— Это самая красивая… э-э-э… красивое…
— Не-не, говори — красивая. Матушка Матинеру.
— Здесь чудесно, — вконец стушевался горец. — Что значит Матинеру?
— Око воды, — пропела Аня. — Это на языке Древних, говорють.
Матушка Матинеру скрывалась в подземных и подводных пещерах. Вход в комплекс проделали в нагромождении скал и валунов, так, что непривычным глазом не сразу узнаешь. Несколько узких каменных лестниц начинались в разных частях крупной скалы и сходились вместе под землей, как цветочные лепестки.
Вдоль главной лестницы, вырубленной в незнакомом Джамиру белом камне, светились бирюзовые потоки воды. Этого струящегося света хватало, чтобы не споткнуться на ступенях и даже разглядеть барельефы на стенах туннеля. На самые большие — и важные — изображения падали солнечные лучи через систему зеркал и отверстия в скале.
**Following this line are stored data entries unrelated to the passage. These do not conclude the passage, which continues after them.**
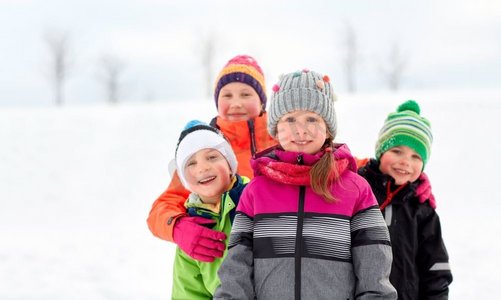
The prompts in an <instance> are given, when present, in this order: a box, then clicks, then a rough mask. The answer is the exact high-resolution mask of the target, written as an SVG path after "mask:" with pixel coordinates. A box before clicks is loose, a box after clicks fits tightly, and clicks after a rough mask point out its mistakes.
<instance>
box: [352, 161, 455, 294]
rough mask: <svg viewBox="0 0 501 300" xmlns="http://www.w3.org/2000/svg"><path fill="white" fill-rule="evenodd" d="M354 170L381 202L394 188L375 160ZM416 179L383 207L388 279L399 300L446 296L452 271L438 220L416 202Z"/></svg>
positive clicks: (377, 162)
mask: <svg viewBox="0 0 501 300" xmlns="http://www.w3.org/2000/svg"><path fill="white" fill-rule="evenodd" d="M358 173H359V174H360V175H361V176H362V177H364V178H365V179H366V180H367V181H368V182H369V184H370V185H371V187H372V191H373V192H374V195H375V196H376V198H377V201H378V203H379V205H381V204H382V203H383V202H384V201H385V199H386V194H387V184H388V181H390V184H391V185H390V190H391V191H394V190H395V189H396V188H397V187H396V186H395V184H394V180H393V178H391V176H388V175H385V174H382V173H381V171H379V163H378V162H377V161H376V160H374V159H371V160H370V161H369V163H368V164H367V165H366V166H364V167H362V168H360V169H359V171H358ZM418 185H419V180H417V181H415V182H413V183H409V184H407V186H405V187H404V188H403V189H402V190H400V191H399V192H398V193H397V194H395V195H394V196H393V199H392V200H391V202H390V204H389V205H388V206H386V207H385V208H384V209H383V211H382V212H383V215H384V218H385V221H386V224H387V225H388V230H389V232H390V238H391V243H392V250H393V265H392V270H391V275H390V282H391V283H392V284H393V286H394V287H395V289H396V290H397V292H398V299H400V300H414V299H415V300H418V299H419V300H422V299H427V300H439V299H440V300H445V299H448V294H449V284H450V283H451V282H452V274H451V270H450V268H449V256H448V254H447V249H446V248H445V245H444V242H443V240H442V231H441V227H440V220H439V217H438V215H437V213H436V212H435V210H434V209H433V208H432V207H431V206H430V205H429V203H428V202H425V203H420V202H419V200H418V197H417V196H416V194H415V189H416V187H417V186H418Z"/></svg>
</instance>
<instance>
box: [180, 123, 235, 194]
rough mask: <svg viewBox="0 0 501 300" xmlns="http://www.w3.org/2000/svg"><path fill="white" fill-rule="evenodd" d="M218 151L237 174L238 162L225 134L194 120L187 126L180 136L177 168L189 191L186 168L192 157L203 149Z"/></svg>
mask: <svg viewBox="0 0 501 300" xmlns="http://www.w3.org/2000/svg"><path fill="white" fill-rule="evenodd" d="M207 148H210V149H216V150H217V151H219V152H220V153H221V154H222V155H223V156H224V157H225V158H226V160H227V161H228V164H229V166H230V169H231V173H232V175H235V173H236V172H237V167H238V161H237V158H236V156H235V153H234V152H233V149H232V148H231V145H230V143H228V141H227V140H226V138H225V137H224V136H223V134H222V133H221V132H220V131H219V130H217V129H216V128H214V127H211V126H209V125H207V124H205V123H203V122H200V121H197V120H193V121H190V122H188V123H187V124H186V126H185V128H184V129H183V131H182V132H181V135H180V136H179V140H178V143H177V147H176V168H177V172H178V175H179V179H181V183H182V184H183V185H184V187H185V188H186V189H188V190H189V186H188V183H187V181H186V176H185V172H184V169H185V166H186V163H187V161H188V160H189V159H190V157H191V156H192V155H193V154H195V153H196V152H198V151H199V150H202V149H207Z"/></svg>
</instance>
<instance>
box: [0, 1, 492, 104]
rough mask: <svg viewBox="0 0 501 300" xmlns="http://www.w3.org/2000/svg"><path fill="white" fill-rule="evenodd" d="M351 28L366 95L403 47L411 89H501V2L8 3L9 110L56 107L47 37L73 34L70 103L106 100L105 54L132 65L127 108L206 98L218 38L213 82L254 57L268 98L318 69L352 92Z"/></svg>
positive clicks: (363, 85) (127, 77)
mask: <svg viewBox="0 0 501 300" xmlns="http://www.w3.org/2000/svg"><path fill="white" fill-rule="evenodd" d="M348 25H349V26H352V27H353V29H354V30H355V33H356V37H357V44H358V57H359V60H358V65H357V77H356V80H357V86H358V89H359V90H360V91H362V92H372V91H378V90H383V89H386V88H387V87H386V85H385V82H384V80H383V77H384V76H383V75H382V72H381V67H382V66H386V65H387V63H386V62H387V60H388V56H389V54H390V51H391V49H392V47H393V46H394V45H398V48H399V50H400V51H401V53H402V54H403V56H404V57H405V58H406V68H405V74H404V78H403V83H402V85H403V88H405V89H456V88H463V89H480V88H482V89H484V88H498V87H500V84H501V80H500V78H501V1H495V0H492V1H489V0H477V1H467V0H459V1H452V0H422V1H409V0H387V1H377V0H361V1H341V0H325V1H321V0H309V1H304V0H302V1H296V0H288V1H273V0H253V1H248V0H247V1H238V0H211V1H209V0H207V1H203V0H201V1H194V0H182V1H181V0H179V1H167V0H164V1H161V0H121V1H116V0H113V1H95V0H87V1H70V0H60V1H56V0H39V1H29V0H0V106H7V105H8V106H26V105H52V102H53V101H52V97H53V96H52V89H51V85H50V81H49V80H48V79H47V72H48V67H47V65H48V63H49V51H48V50H47V45H46V44H45V42H44V39H43V37H44V34H45V33H46V32H64V33H67V34H68V36H69V37H70V46H71V49H72V56H71V57H72V58H73V59H72V60H73V67H72V69H71V74H70V76H69V77H68V82H67V86H66V88H65V98H66V101H67V103H68V105H71V104H86V103H99V102H103V101H104V99H105V97H106V96H105V90H104V88H103V86H102V80H100V76H101V73H100V71H101V70H100V65H99V60H100V57H102V56H103V55H111V56H113V57H116V58H118V59H120V60H121V61H123V62H124V64H125V68H124V71H123V74H122V75H123V76H122V81H121V82H122V86H121V89H120V91H121V95H120V98H121V99H122V100H123V101H128V102H132V101H143V100H146V99H150V100H156V101H174V100H179V99H191V98H200V97H204V96H205V94H204V93H205V90H206V84H205V81H204V77H203V76H204V75H203V68H202V64H201V56H202V46H201V45H202V43H203V40H204V39H205V38H207V37H208V36H214V37H215V39H216V41H217V44H216V57H215V64H214V71H213V73H214V74H215V73H217V72H218V71H219V70H220V68H221V67H222V66H223V65H224V64H225V62H226V61H227V60H228V59H229V58H231V57H232V56H234V55H236V54H250V55H252V56H254V57H255V58H256V59H257V60H258V62H259V63H260V64H261V66H262V68H263V69H264V72H265V76H266V81H267V84H268V91H269V90H270V87H271V85H272V84H273V83H274V82H275V81H276V80H277V77H278V75H279V74H280V73H284V72H290V71H294V70H296V69H299V68H309V69H314V70H317V71H319V72H322V73H327V74H329V75H330V77H331V78H332V80H333V81H334V82H335V84H336V87H337V89H338V92H341V93H342V92H344V91H346V89H347V88H346V87H347V83H346V80H345V78H344V76H343V57H344V56H345V51H346V49H345V43H344V40H345V38H346V28H347V26H348Z"/></svg>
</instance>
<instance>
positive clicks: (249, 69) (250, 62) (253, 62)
mask: <svg viewBox="0 0 501 300" xmlns="http://www.w3.org/2000/svg"><path fill="white" fill-rule="evenodd" d="M232 82H241V83H245V84H247V85H249V86H251V87H252V88H253V89H254V90H255V91H256V93H257V94H258V95H259V99H260V100H261V105H262V108H263V111H264V110H265V108H266V86H265V80H264V74H263V70H262V69H261V67H260V66H259V65H258V63H257V61H256V60H255V59H254V58H253V57H252V56H249V55H237V56H235V57H233V58H232V59H230V60H229V61H228V63H226V65H225V66H224V68H223V69H222V70H221V72H219V75H218V76H217V79H216V86H215V88H214V99H215V100H216V107H217V106H218V103H217V99H218V98H219V92H220V91H221V88H223V86H225V85H227V84H228V83H232Z"/></svg>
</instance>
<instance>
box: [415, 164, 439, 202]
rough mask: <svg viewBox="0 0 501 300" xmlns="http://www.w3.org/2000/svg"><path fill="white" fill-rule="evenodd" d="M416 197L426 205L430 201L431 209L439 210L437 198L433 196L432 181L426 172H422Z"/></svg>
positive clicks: (429, 201) (418, 186)
mask: <svg viewBox="0 0 501 300" xmlns="http://www.w3.org/2000/svg"><path fill="white" fill-rule="evenodd" d="M416 196H418V198H419V202H421V203H424V202H425V201H426V200H429V202H430V205H431V207H433V208H437V204H436V202H435V196H433V193H432V191H431V183H430V180H429V179H428V176H427V175H426V174H425V173H424V172H422V173H421V175H420V176H419V185H418V186H417V188H416Z"/></svg>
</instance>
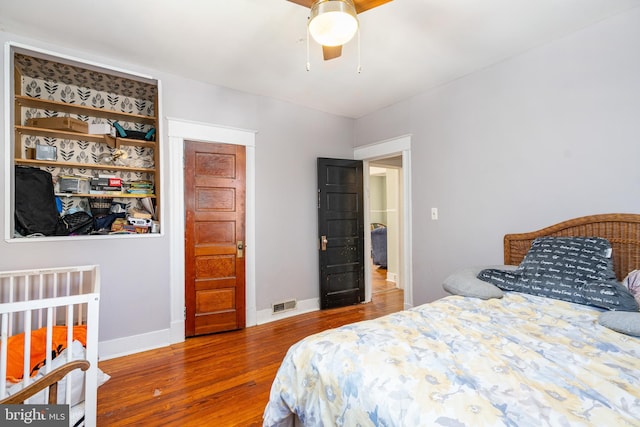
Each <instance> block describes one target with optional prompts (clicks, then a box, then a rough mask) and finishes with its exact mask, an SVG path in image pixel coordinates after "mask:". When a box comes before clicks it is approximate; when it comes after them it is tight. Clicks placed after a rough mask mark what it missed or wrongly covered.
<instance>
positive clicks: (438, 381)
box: [264, 293, 640, 427]
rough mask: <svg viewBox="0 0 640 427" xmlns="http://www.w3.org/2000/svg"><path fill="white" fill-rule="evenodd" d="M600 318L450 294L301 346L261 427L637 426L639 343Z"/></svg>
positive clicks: (528, 303)
mask: <svg viewBox="0 0 640 427" xmlns="http://www.w3.org/2000/svg"><path fill="white" fill-rule="evenodd" d="M599 313H600V311H599V310H597V309H593V308H590V307H586V306H580V305H577V304H572V303H568V302H564V301H558V300H551V299H546V298H542V297H536V296H530V295H526V294H518V293H507V294H506V295H505V296H504V298H502V299H491V300H486V301H482V300H478V299H473V298H463V297H458V296H451V297H447V298H443V299H442V300H439V301H435V302H433V303H431V304H426V305H422V306H420V307H416V308H414V309H411V310H407V311H403V312H400V313H395V314H392V315H389V316H385V317H382V318H379V319H376V320H371V321H365V322H360V323H355V324H352V325H347V326H343V327H341V328H337V329H333V330H329V331H325V332H322V333H319V334H316V335H312V336H310V337H307V338H305V339H304V340H302V341H300V342H299V343H297V344H295V345H293V346H292V347H291V348H290V349H289V352H288V353H287V355H286V357H285V359H284V361H283V362H282V365H281V367H280V369H279V371H278V374H277V376H276V378H275V380H274V382H273V385H272V388H271V396H270V400H269V403H268V404H267V407H266V409H265V412H264V425H265V426H293V425H300V424H302V425H304V426H308V427H309V426H449V427H461V426H474V427H475V426H519V427H522V426H536V427H538V426H543V425H547V426H572V427H573V426H640V339H639V338H634V337H630V336H626V335H622V334H619V333H616V332H614V331H611V330H609V329H606V328H604V327H602V326H600V325H598V323H597V318H598V314H599Z"/></svg>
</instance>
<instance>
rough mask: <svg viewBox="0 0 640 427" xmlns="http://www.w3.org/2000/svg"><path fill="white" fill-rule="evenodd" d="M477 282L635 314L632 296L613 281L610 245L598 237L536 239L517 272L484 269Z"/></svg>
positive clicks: (534, 240)
mask: <svg viewBox="0 0 640 427" xmlns="http://www.w3.org/2000/svg"><path fill="white" fill-rule="evenodd" d="M478 278H479V279H481V280H485V281H487V282H489V283H492V284H494V285H496V286H497V287H499V288H500V289H502V290H505V291H516V292H523V293H527V294H532V295H537V296H543V297H547V298H555V299H560V300H564V301H569V302H573V303H576V304H583V305H592V306H596V307H601V308H606V309H609V310H620V311H638V302H636V300H635V299H634V297H633V295H631V293H629V291H628V290H627V289H626V288H625V287H624V286H622V284H621V283H619V282H617V281H616V277H615V273H614V271H613V262H612V260H611V244H610V243H609V241H607V240H606V239H603V238H599V237H541V238H538V239H535V240H534V241H533V243H532V244H531V249H530V250H529V252H527V254H526V255H525V257H524V259H523V260H522V263H520V266H519V267H518V268H517V269H516V270H514V271H503V270H497V269H487V270H483V271H481V272H480V273H479V274H478Z"/></svg>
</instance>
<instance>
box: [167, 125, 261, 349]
mask: <svg viewBox="0 0 640 427" xmlns="http://www.w3.org/2000/svg"><path fill="white" fill-rule="evenodd" d="M167 120H168V126H167V135H168V137H169V174H168V175H169V176H170V177H171V180H170V182H169V183H168V186H167V187H165V188H168V189H169V194H170V197H169V200H170V203H168V205H169V206H168V210H169V217H170V221H164V223H165V224H171V228H170V229H169V230H168V234H169V253H170V259H171V266H170V272H169V278H170V283H169V286H170V290H169V292H170V299H169V301H170V302H169V304H170V312H171V326H170V330H169V335H170V336H169V342H170V343H172V344H173V343H177V342H181V341H184V339H185V329H184V328H185V319H184V307H185V294H184V291H185V290H184V274H185V267H184V256H185V252H184V232H185V218H184V217H185V212H184V140H185V139H188V140H190V141H198V142H209V143H222V144H233V145H244V146H245V147H246V148H245V150H246V218H245V221H246V223H245V239H246V242H245V268H246V276H245V280H246V284H245V286H246V297H245V301H246V326H254V325H256V321H257V320H256V319H257V312H256V279H255V277H256V276H255V251H254V248H255V241H256V239H255V135H256V131H252V130H245V129H236V128H229V127H224V126H218V125H214V124H210V123H202V122H194V121H189V120H184V119H178V118H168V119H167ZM162 178H163V179H164V180H165V181H166V174H165V175H163V177H162ZM163 185H165V183H163ZM165 207H167V205H165Z"/></svg>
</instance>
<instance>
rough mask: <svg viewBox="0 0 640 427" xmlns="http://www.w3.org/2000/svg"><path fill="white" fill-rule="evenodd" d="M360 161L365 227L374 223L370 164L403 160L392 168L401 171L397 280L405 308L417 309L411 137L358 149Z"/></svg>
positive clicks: (368, 275) (403, 136)
mask: <svg viewBox="0 0 640 427" xmlns="http://www.w3.org/2000/svg"><path fill="white" fill-rule="evenodd" d="M353 156H354V159H356V160H363V161H364V180H365V182H364V187H365V199H364V205H365V206H364V207H365V209H364V214H365V224H370V223H371V222H372V221H371V220H370V219H369V207H368V204H369V195H368V192H369V165H370V164H371V163H372V162H378V161H381V162H384V160H383V159H391V158H395V157H399V158H400V159H402V162H401V163H400V164H399V165H398V164H392V165H389V166H390V167H396V168H398V172H399V175H400V176H399V179H398V180H399V187H400V191H399V192H398V193H399V212H398V218H399V227H398V235H399V244H398V246H399V251H398V252H399V262H398V263H399V268H398V277H397V278H396V280H397V282H396V283H397V284H398V287H399V288H400V289H402V290H403V298H404V308H405V309H407V308H411V307H413V275H412V259H413V254H412V247H413V244H412V224H413V222H412V215H411V135H404V136H399V137H397V138H393V139H389V140H385V141H380V142H376V143H373V144H369V145H363V146H359V147H356V148H355V149H354V150H353ZM370 237H371V236H370V233H365V239H364V240H365V242H364V243H365V254H367V253H369V251H371V238H370ZM371 270H372V269H371V264H370V263H367V262H365V300H366V301H371V296H372V293H371V290H372V289H371V288H372V286H371V275H372V274H371Z"/></svg>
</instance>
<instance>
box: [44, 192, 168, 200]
mask: <svg viewBox="0 0 640 427" xmlns="http://www.w3.org/2000/svg"><path fill="white" fill-rule="evenodd" d="M56 196H58V197H92V198H96V199H144V198H145V197H150V198H152V199H155V198H156V195H155V194H129V193H118V194H86V193H56Z"/></svg>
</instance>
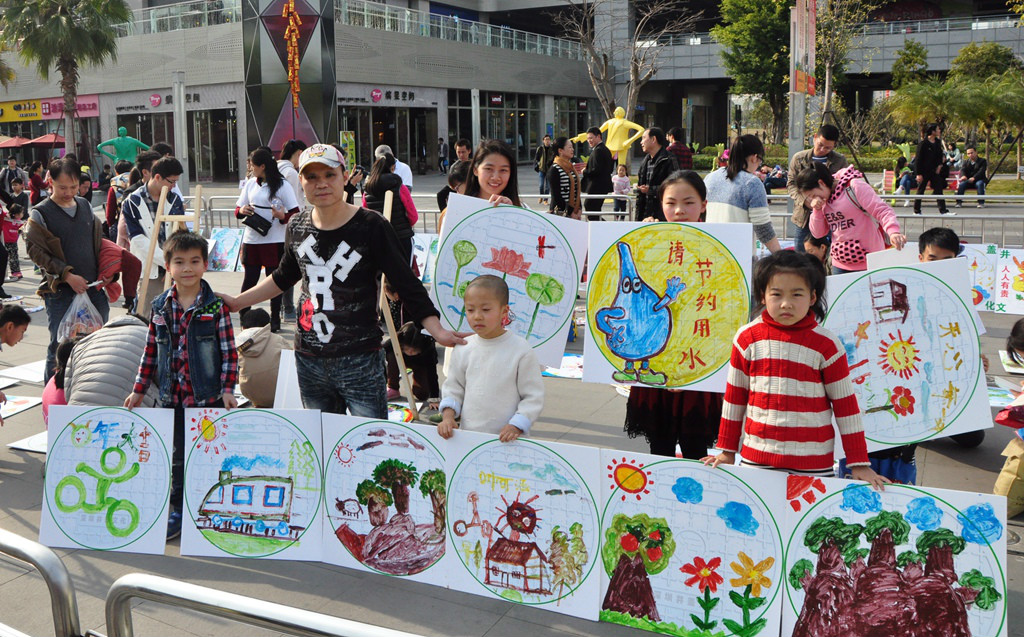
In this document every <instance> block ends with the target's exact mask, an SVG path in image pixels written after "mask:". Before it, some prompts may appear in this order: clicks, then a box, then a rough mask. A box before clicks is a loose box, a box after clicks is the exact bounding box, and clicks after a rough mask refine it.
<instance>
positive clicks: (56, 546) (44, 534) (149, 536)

Кажется, их нарочно для этого вырубили.
Жилые кварталы строились уровнями вдоль стен пещер и соединялись хрупкими полупрозрачными мостами и лесенками. Днем Матинеру переливалась мириадами хрустальных бликов: элементали волшбой поддерживали водяные светильники. Эти исполинские водопады струились по стенам тонким ровным слоем и в каждой капле несли свет с поверхности земли. В итоге поселение напоминало исполинский колодец произвольной формы, сверкающий от волшебных бликов.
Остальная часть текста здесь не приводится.